What this comes across as is the suggestion of Christian charity. It also has overtones of this passage from the Gospel of Luke, chapter 14:
7 When Jesus noticed that all who had come to the dinner were trying to sit in the seats of honor near the head of the table, he gave them this advice: 8 “When you are invited to a wedding feast, don't sit in the seat of honor. What if someone who is more distinguished than you has also been invited? 9 The host will come and say, ‘Give this person your seat.' Then you will be embarrassed, and you will have to take whatever seat is left at the foot of the table!
10 “Instead, take the lowest place at the foot of the table. Then when your host sees you, he will come and say, ‘Friend, we have a better place for you!' Then you will be honored in front of all the other guests. 11 For those who exalt themselves will be humbled, and those who humble themselves will be exalted.”

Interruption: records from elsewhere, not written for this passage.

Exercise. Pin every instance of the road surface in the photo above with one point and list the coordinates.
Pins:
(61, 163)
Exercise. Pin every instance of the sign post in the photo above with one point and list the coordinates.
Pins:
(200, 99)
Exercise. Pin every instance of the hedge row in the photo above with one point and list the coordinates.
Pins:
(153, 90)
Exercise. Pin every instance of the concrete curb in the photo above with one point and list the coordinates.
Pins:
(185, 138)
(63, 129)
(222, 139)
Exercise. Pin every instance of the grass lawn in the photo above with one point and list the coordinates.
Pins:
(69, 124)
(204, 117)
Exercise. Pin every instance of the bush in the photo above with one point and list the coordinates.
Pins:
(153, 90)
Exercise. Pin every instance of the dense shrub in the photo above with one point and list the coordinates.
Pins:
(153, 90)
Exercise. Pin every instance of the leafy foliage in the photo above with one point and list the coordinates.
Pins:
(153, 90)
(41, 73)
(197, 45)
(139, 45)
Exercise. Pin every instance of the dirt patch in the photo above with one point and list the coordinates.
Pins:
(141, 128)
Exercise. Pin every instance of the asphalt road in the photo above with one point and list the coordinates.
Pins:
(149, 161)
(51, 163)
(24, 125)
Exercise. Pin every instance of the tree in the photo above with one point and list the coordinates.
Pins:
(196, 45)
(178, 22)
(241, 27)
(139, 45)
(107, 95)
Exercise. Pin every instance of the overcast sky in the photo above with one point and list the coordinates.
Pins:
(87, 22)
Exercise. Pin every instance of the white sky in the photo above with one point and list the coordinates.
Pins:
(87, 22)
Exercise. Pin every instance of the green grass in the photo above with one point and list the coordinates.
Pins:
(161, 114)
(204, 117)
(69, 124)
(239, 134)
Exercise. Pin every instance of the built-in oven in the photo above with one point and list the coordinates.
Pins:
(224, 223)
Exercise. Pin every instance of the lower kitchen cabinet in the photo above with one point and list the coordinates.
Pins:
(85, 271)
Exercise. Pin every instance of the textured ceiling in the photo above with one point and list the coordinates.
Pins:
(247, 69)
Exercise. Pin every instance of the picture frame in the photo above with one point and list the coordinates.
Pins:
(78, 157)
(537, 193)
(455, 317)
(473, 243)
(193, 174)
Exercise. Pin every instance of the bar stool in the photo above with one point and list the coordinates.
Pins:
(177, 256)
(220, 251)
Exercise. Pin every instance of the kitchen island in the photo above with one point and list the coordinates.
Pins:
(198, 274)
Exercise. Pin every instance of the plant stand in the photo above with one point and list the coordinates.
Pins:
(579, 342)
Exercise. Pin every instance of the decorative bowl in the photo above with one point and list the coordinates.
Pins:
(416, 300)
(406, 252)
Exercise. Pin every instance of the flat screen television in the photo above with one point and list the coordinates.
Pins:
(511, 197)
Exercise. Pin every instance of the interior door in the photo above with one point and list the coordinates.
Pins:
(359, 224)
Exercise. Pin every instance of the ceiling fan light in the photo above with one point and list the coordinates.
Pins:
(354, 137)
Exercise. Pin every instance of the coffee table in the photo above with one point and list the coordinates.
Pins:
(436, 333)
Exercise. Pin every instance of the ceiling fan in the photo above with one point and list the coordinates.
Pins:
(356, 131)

Jesus's advice has a note of social strategy in it, but it also points to the goal of salvation. Epictetus's counsel does not rely on vindication in the afterlife but argues that the individual will be better off in this life without the entanglements that come from desiring status, fame, or glory.
Another cross-over is found in Enchiridion 33 (“Refuse to swear oaths, altogether if possible, or otherwise as circumstances allow.”) and Matthew 5 (“34 But I tell you, do not swear an oath at all: either by heaven, for it is God's throne; 35 or by the earth, for it is his footstool; or by Jerusalem, for it is the city of the Great King. 36 And do not swear by your head, for you cannot make even one hair white or black. 37 All you need to say is simply ‘Yes' or ‘No'; anything beyond this comes from the evil one.”)

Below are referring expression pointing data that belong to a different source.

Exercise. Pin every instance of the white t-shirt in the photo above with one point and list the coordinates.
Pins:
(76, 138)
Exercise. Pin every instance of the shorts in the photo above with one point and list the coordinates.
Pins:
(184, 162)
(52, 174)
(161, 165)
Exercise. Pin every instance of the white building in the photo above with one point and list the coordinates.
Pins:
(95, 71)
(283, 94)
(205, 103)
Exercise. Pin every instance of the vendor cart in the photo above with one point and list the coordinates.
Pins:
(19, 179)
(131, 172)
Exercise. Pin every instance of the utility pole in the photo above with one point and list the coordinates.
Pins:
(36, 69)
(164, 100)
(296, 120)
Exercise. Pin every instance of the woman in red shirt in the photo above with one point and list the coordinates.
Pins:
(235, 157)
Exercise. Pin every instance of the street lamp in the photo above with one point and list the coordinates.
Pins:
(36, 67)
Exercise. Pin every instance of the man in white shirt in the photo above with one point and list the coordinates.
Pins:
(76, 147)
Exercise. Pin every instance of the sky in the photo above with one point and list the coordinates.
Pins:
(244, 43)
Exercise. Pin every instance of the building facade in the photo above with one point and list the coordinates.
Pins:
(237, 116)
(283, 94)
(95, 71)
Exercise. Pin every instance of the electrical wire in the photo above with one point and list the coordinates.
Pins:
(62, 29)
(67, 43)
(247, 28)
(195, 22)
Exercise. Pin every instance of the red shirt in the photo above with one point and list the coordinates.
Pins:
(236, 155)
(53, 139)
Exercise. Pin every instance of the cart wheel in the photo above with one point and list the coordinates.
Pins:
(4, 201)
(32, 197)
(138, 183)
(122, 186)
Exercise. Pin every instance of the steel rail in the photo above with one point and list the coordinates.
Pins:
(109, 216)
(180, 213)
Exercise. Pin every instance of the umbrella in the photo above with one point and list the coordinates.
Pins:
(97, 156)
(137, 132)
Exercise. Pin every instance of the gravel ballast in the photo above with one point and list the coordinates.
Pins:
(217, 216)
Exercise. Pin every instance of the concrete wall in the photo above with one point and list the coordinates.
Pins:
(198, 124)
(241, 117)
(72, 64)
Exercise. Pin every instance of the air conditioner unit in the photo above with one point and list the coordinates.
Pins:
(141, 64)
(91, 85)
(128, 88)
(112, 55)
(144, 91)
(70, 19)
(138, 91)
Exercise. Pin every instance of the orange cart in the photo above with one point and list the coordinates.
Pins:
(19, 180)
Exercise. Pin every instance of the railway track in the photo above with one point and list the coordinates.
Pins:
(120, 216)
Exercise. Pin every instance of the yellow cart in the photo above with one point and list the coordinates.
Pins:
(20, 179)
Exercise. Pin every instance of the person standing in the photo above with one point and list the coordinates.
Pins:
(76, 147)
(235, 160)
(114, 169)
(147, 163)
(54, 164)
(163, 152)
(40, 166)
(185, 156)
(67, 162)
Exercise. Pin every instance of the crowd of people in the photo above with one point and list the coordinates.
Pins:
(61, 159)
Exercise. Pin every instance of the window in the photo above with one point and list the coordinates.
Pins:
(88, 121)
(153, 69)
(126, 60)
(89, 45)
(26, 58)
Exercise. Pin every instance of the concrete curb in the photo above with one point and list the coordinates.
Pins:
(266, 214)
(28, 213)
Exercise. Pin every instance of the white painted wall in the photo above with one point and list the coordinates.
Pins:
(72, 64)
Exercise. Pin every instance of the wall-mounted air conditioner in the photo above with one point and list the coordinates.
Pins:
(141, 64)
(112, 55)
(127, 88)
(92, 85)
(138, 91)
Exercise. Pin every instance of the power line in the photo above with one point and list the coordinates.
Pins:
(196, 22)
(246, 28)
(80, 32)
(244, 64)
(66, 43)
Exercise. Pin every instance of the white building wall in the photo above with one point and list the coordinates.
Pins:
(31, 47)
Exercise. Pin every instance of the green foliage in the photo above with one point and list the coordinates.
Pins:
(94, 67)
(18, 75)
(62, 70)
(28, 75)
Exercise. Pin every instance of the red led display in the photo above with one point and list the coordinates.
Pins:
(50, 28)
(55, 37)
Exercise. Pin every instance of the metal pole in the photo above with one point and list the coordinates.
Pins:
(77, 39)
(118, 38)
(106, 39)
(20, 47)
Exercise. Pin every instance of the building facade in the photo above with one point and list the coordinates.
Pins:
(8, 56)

Reading this as a Catholic, I was surprised at how much maps onto Christian doctrine. There is a difference, though, in that the Stoic philosophy, presented in the Enchiridion, does not mention God or an afterlife.

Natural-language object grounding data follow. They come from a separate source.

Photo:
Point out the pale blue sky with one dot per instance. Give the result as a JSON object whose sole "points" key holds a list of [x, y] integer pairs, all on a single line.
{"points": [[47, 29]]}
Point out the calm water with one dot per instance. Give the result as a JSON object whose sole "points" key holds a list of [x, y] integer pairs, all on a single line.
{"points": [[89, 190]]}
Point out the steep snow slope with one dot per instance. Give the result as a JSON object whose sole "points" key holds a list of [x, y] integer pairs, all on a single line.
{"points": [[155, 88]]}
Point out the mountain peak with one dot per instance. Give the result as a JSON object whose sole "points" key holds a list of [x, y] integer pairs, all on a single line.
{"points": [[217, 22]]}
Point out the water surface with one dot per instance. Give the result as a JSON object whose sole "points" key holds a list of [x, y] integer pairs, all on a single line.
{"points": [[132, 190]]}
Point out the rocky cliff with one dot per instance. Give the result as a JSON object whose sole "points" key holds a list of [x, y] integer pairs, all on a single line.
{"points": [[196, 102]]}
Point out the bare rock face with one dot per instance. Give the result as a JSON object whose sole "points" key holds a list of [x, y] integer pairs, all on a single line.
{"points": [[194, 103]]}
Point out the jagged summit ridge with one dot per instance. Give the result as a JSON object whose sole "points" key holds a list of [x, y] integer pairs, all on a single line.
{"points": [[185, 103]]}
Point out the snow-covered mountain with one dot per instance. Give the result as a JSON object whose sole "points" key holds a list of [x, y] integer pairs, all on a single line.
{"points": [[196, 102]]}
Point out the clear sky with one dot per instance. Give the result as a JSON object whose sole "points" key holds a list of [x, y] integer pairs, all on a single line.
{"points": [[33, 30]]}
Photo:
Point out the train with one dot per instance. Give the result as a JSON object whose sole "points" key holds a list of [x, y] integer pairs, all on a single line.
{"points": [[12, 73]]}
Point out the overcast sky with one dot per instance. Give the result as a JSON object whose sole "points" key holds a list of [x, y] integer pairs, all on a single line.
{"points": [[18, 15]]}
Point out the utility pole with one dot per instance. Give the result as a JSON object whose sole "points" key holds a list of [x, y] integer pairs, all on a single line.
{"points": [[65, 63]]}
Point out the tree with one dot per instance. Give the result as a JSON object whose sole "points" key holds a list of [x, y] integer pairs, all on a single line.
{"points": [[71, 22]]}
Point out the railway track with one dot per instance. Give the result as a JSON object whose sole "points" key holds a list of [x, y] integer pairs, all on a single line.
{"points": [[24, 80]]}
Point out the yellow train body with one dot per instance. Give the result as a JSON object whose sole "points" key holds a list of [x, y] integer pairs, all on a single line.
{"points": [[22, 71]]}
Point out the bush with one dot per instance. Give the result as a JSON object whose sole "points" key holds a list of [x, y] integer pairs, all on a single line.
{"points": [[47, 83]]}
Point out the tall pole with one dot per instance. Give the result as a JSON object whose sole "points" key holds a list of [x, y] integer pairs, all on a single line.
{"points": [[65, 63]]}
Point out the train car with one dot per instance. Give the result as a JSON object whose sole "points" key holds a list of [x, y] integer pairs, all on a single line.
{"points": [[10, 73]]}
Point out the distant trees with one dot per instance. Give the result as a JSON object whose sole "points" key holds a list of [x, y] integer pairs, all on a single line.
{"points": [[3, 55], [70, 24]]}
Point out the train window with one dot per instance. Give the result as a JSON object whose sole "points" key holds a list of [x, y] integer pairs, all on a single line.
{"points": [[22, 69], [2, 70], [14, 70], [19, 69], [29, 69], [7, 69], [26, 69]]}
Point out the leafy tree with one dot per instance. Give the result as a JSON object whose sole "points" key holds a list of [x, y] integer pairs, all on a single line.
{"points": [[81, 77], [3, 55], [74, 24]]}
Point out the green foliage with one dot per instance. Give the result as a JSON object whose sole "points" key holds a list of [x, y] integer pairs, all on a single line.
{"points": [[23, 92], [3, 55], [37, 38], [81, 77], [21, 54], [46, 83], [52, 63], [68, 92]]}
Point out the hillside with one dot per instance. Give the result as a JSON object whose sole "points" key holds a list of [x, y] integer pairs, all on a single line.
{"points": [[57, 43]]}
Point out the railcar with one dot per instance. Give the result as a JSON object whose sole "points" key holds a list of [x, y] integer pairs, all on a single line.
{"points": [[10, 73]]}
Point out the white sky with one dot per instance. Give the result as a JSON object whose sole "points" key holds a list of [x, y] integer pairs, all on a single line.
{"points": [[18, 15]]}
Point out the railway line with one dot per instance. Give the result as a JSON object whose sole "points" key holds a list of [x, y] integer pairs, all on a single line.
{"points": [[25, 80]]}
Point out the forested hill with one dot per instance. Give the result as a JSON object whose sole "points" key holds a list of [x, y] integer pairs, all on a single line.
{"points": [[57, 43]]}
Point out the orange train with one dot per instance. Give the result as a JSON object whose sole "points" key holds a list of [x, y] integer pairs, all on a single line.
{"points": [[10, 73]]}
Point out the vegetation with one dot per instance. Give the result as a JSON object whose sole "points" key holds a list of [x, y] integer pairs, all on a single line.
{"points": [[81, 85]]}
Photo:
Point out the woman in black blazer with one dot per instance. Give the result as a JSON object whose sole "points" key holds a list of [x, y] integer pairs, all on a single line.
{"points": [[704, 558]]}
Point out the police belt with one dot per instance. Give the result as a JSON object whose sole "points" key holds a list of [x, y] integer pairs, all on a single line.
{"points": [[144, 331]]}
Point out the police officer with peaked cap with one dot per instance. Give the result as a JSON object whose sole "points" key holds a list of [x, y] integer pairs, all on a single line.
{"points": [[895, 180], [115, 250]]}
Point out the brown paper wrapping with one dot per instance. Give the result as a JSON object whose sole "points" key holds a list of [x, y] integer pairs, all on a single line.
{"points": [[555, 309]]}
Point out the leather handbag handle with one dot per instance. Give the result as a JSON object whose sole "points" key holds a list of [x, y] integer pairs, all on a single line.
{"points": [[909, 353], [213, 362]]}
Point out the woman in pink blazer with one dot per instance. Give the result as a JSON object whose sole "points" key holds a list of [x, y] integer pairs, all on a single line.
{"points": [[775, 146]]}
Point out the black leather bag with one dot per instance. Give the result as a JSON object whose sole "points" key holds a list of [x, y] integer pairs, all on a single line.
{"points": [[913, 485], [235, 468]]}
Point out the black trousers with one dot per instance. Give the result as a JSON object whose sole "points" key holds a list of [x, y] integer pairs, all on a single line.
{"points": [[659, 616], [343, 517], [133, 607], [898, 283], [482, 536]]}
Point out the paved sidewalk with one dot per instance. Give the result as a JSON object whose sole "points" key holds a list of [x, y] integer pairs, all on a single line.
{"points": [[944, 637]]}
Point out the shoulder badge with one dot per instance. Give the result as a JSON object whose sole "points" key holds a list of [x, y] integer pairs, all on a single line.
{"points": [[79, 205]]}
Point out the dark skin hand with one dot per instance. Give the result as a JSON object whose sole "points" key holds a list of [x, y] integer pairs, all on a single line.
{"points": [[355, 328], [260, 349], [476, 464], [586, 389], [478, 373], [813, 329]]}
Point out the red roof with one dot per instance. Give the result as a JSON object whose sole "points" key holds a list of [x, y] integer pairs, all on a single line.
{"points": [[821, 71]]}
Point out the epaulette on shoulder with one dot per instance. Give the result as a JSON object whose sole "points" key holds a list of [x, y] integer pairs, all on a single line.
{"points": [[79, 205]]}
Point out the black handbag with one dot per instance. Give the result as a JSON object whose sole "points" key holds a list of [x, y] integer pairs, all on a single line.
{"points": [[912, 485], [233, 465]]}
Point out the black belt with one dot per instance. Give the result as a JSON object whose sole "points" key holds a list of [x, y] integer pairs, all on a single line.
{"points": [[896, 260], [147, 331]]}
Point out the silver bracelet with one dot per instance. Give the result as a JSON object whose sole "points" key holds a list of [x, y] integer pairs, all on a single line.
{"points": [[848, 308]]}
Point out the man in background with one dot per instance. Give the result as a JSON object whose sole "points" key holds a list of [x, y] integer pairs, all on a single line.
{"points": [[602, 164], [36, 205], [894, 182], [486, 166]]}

As a practical guide to living, the Encheiridion has a lot of merits. The counsel to use reason and reframe things in ways that do not engage the passions is good. It is always better to be charitable than not. I have offered Stoic advice to clients who want to escalate litigation into other venues and forums. A lot of client attention is drawn to how they are being treated by their opposing parties or counsel. My approach is usually to advise the client that engaging in retaliation or merely giving attention to the other side makes their life worse since they have no control over the other side.
Likewise, on the internet or in public engagements, a lot of effort is spent on controlling what other people think or what they say. Under Stoic principles, this effort is doomed to failure. The best way to approach the outrage that people claim to experience from alleged racism or homophobia would be for them to exercise control over their judgment and reactions. If fear of death can be overcome by indifference, then fear of homophobia and racism should be no problem.
Footnotes:
[1] His life spanned from the lives of St. Paul and the early Christian Church to the second generation of the Church, such as Ignatius of Antioch and Clement of Rome.
[2] Arrian is also famous for “The Anabasis of Alexander,” which is considered the best source on the campaigns of Alexander the Great.
[3] There is a hint of Krishna's discussion of duty with Arjuna in the Bhagavad Gita.